As William Shakespeare reminds us, brevity is the soul of wit. Not every gag in a cartoon has to be outlandish and super-animated, but could even just be a really well-timed deadpan line of dialogue.
Patrick choking on snow
Assuming you were a bratty child, you likely also had your own Squidward as a neighbor. Imagine being that neighbor and having to put up with the nonsense of children on a daily basis, to the point where it’s routine. From both ends of this Squidward/Patrick conversation, the dynamic is captured perfectly, with Patrick summing up his dilemma in childish fashion to a deadpan “facinating.” Also, that face as he chokes is just hilarious.
Life on the Outside
As adults, it’s sometimes surprising thinking back to Spongebob and remembering just how comically cynical it could be upon a second thought. Take this one clip that generally circulates around the internet amongst young adults, just finding out about the monotony and futility of working life.
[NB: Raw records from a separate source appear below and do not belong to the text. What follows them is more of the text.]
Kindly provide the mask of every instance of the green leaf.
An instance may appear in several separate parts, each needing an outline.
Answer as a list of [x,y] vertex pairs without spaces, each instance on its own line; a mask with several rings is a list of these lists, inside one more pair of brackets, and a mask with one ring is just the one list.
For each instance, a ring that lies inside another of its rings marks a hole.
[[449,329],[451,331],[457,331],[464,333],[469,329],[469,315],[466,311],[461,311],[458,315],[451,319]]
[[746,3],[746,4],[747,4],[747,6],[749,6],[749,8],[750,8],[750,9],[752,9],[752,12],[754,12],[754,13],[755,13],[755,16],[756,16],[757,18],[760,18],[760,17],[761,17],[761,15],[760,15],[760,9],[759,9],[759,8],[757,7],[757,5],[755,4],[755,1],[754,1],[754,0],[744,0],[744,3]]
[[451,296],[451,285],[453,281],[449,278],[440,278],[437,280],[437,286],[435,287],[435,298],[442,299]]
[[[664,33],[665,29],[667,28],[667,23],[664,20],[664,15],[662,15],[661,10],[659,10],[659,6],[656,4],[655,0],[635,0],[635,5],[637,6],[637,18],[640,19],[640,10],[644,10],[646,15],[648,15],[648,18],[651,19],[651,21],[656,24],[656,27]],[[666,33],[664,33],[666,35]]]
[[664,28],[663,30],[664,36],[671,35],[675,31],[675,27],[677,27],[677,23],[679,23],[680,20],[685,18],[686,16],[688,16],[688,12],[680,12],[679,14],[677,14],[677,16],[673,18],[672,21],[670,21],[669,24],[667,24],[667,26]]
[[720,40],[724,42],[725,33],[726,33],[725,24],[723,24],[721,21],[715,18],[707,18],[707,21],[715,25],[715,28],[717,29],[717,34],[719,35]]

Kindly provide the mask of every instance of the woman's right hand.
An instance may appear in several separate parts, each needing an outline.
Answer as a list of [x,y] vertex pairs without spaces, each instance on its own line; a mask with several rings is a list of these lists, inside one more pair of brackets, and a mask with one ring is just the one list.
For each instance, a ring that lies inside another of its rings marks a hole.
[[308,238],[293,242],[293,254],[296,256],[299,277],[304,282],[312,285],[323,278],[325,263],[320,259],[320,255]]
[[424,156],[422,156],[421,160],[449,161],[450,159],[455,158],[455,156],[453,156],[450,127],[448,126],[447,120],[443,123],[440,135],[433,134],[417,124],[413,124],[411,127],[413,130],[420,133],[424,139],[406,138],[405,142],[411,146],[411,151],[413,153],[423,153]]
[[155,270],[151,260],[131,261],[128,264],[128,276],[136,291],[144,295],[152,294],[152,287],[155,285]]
Funny, right?
“-and then we die.”
“Wow, street performers!”
Not only are Spongebob and Patrick just being plain dumb in this scene, having thought they popped a “stolen” free balloon, but leave it to random folks thinking this is avant-garde street performance. Not too far off, I guess. It was only topped immediately after with the gag of Spongebob saying “We have to move fast and cover our tracks,” as we pan to Patrick saying “I’m way ahead of you, Spongebob” as he runs with a red paintbrush behind him.
Man, the regular citizens of Bikini Bottom are just mean-spirited people, aren’t they? Either that or there are some weirdly-named places under the sea. Other episodes featured the “Doofus Convention,”“Doofus Drive,” and so on. Patrick’s trying really hard, okay?
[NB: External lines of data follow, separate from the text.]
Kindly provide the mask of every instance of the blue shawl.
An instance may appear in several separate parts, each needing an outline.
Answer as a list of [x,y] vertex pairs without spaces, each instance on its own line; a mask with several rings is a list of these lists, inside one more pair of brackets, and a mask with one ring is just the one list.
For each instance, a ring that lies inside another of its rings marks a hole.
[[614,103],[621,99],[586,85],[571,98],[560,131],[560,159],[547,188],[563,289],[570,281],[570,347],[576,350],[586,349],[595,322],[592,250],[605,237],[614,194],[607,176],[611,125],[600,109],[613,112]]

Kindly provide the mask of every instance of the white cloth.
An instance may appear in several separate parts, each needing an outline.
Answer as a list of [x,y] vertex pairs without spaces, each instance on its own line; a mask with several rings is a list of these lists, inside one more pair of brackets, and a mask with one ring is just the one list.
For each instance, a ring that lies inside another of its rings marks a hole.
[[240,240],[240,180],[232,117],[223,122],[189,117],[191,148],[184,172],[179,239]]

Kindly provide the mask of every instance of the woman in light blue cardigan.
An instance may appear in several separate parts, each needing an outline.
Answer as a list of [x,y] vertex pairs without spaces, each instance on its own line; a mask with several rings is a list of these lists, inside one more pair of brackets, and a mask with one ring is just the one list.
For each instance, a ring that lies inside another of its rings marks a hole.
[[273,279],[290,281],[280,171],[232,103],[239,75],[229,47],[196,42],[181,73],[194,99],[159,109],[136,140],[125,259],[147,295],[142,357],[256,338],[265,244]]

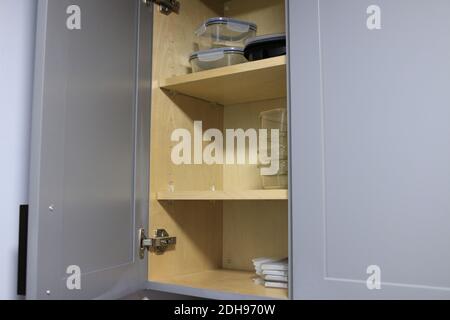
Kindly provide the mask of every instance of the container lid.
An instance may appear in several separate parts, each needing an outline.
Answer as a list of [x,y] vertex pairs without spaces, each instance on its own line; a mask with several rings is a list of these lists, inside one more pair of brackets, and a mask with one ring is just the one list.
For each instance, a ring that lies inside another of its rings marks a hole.
[[287,124],[287,109],[280,108],[262,112],[259,115],[260,119],[272,122],[278,122],[282,124]]
[[230,53],[244,55],[244,49],[236,47],[223,47],[223,48],[196,51],[191,54],[189,61],[197,58],[202,61],[215,61],[223,58],[225,54]]
[[267,34],[264,36],[250,38],[247,41],[245,41],[245,45],[250,46],[256,43],[267,43],[275,41],[286,41],[286,34],[285,33]]
[[[223,25],[225,28],[220,32],[208,29],[208,27],[216,25]],[[217,17],[206,20],[195,34],[198,37],[214,37],[224,41],[242,41],[251,37],[257,29],[258,26],[253,22]]]
[[256,31],[258,29],[258,26],[253,23],[253,22],[249,22],[249,21],[243,21],[243,20],[237,20],[237,19],[232,19],[232,18],[225,18],[225,17],[217,17],[217,18],[211,18],[205,21],[205,23],[203,25],[205,25],[206,27],[215,25],[215,24],[227,24],[230,26],[235,25],[236,27],[241,27],[244,28],[244,32],[250,30]]

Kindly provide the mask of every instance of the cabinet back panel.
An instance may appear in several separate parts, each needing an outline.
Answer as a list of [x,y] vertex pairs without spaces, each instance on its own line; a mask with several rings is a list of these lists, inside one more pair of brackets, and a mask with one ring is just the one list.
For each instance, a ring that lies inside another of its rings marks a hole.
[[[261,112],[284,107],[286,99],[227,106],[224,126],[257,129]],[[223,172],[224,190],[263,188],[257,165],[225,165]],[[252,270],[254,258],[288,256],[287,201],[224,202],[223,226],[224,268]]]
[[[286,99],[266,100],[225,107],[225,129],[259,129],[261,112],[286,107]],[[258,165],[224,165],[224,190],[260,190],[262,181]]]
[[285,0],[231,0],[224,9],[227,17],[255,22],[258,35],[286,31]]
[[226,201],[223,266],[253,271],[252,259],[288,256],[287,201]]
[[[232,0],[225,4],[225,15],[257,23],[258,35],[286,30],[284,0]],[[286,106],[286,99],[226,106],[224,126],[259,128],[261,112]],[[262,189],[256,165],[226,165],[223,171],[224,190]],[[223,226],[224,268],[252,270],[254,258],[288,256],[287,201],[225,202]]]

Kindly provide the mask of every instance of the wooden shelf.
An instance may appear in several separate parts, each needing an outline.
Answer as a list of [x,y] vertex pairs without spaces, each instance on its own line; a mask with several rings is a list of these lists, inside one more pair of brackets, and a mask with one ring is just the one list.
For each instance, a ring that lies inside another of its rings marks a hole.
[[286,97],[286,56],[177,76],[160,88],[218,103],[239,103]]
[[287,190],[158,192],[159,201],[288,200]]
[[255,278],[253,272],[212,270],[153,281],[188,288],[273,299],[288,299],[287,289],[265,288],[262,285],[255,284],[253,278]]

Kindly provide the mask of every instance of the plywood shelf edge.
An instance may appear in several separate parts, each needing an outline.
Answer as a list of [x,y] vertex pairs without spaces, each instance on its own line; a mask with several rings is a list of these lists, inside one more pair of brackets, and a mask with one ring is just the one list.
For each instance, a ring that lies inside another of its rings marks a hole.
[[288,200],[287,190],[158,192],[159,201]]

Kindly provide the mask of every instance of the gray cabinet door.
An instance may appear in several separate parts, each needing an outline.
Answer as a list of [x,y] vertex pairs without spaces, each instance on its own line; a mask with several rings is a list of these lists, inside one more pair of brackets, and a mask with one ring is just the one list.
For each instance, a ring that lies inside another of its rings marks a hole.
[[448,12],[290,1],[294,298],[450,298]]
[[139,0],[39,1],[30,299],[117,298],[145,285],[151,26]]

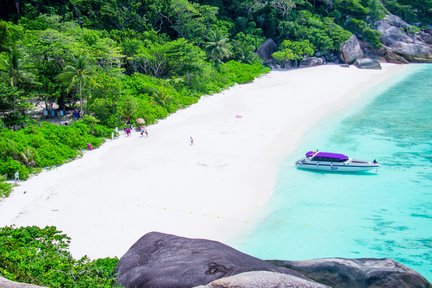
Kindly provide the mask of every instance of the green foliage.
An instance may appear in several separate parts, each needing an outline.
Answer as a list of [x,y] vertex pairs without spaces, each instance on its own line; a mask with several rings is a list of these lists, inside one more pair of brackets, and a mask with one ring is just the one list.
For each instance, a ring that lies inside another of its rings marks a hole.
[[273,53],[273,57],[280,62],[288,60],[301,61],[306,56],[314,54],[314,46],[308,41],[290,41],[284,40],[279,47],[279,51]]
[[258,75],[269,71],[270,69],[263,67],[260,62],[247,65],[237,61],[229,61],[222,64],[220,68],[220,74],[226,79],[227,86],[231,86],[235,83],[242,84],[251,82]]
[[279,30],[286,38],[308,40],[315,50],[323,53],[339,51],[340,45],[352,35],[333,18],[320,17],[307,10],[299,11],[295,21],[280,22]]
[[347,21],[346,25],[351,31],[359,35],[360,39],[370,43],[372,47],[379,48],[382,46],[379,40],[381,33],[370,28],[365,21],[351,18]]
[[353,16],[357,18],[365,17],[369,10],[363,6],[361,0],[335,0],[336,10],[344,16]]
[[12,159],[12,157],[2,160],[0,163],[0,171],[8,178],[13,178],[16,172],[19,173],[20,179],[25,180],[29,177],[29,170],[27,167],[19,161]]
[[49,287],[112,287],[116,258],[74,259],[70,237],[53,226],[0,228],[0,274]]
[[78,57],[78,59],[75,60],[75,65],[66,66],[63,72],[57,76],[57,80],[65,83],[68,91],[71,91],[72,88],[78,90],[81,111],[83,110],[84,98],[86,98],[83,96],[86,85],[95,85],[93,76],[94,67],[87,56]]
[[216,22],[217,8],[208,5],[190,3],[187,0],[171,1],[168,17],[180,38],[201,44],[203,35],[211,31]]
[[90,116],[70,126],[41,123],[18,131],[0,129],[0,175],[12,178],[18,171],[20,179],[27,179],[41,168],[75,158],[87,143],[100,146],[111,131]]
[[228,59],[232,54],[232,48],[228,41],[228,36],[221,32],[218,33],[212,31],[207,36],[207,41],[204,44],[204,47],[207,51],[208,58],[217,66],[219,66],[224,59]]
[[0,175],[0,199],[9,196],[12,184],[6,182],[6,176]]
[[234,59],[238,59],[243,63],[254,63],[259,60],[255,51],[264,42],[264,39],[259,36],[238,33],[233,41],[232,51]]
[[432,24],[432,0],[384,0],[385,7],[393,14],[412,24]]

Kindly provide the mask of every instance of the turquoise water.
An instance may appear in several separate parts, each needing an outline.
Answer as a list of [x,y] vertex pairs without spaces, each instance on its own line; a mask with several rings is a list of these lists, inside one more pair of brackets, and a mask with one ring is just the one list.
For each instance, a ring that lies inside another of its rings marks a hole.
[[[416,66],[341,123],[317,127],[301,146],[281,167],[266,216],[236,247],[263,259],[393,258],[431,281],[432,65]],[[316,148],[376,158],[382,167],[377,174],[293,167]]]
Here’s another exercise in deadpan humor. Of course, I have several questions: who are these pirates? Why do they have a ship underwater? What are they going to do with those bombs, and why do they look like pies? It’s a complete non-sequitur that becomes the most important development of the episode—at this point, you’ve already accepted the absurdity.
The Perfume Department
Speaking of absurdity, someone on staff must have just come from a miserable experience at a shopping center, resulting in yet another non-sequitur. But at the same time, we’ve all been there, haven’t we? The Flying Dutchman’s ship is truly a hellscape, featuring only the most notorious dungeon that only the most nefarious minds could concoct. Plus, overhear any conversation and you’ll probably catch me saying: “I have an idea.” What? “Let’s leave.”
“We should dig a moat!”
Look, I recognize that Patrick’s “dig Bikini Bottom and push it somewhere else” is a popular meme, but why was there a knight there? The rule of three is always a great comedic guideline, but the Spongebob writers know how to just take that to another level. This “concerned community” meeting will go down as one of my favorite collections of individual gags in this show.
You Stupid Dumb Animal
Patrick Star can be best summed up by the image of his blank face as a board is nailed to his head. It was a quick gag in this seahorse episode where Patrick failed to build a seahorse stable, but the writers knew how to further extend the gag in this brilliantly blocked scene.
“Now it’s my turn!
“Wet Painters” also has to be up there in the top episodes, and it just goes to show how creative the writers are in stuffing as many gags as they can in one sequence. There’s the stress and anxiety coming from Patrick as Spongebob attempts to open a paint can of seemingly permanent paint, followed by Patrick abruptly expressing the exact opposite of Spongebob’s delicacy. Brief music cues, sound effects, and comically large axes are always funny, too.
I probably have to wrap it up here—there are just too many moments to talk about and not enough space on this website. Again, it’s a bit clichéd, but as Nickelodeon officially put this up shortly after Hillenburg’s death, it seems only appropriate to end with “Sweet Victory.” Stephen Hillenburg may have left us, with he has left us a legacy of absurdist and pointed comedy accesible to all generations, one that will never fail to make us laugh.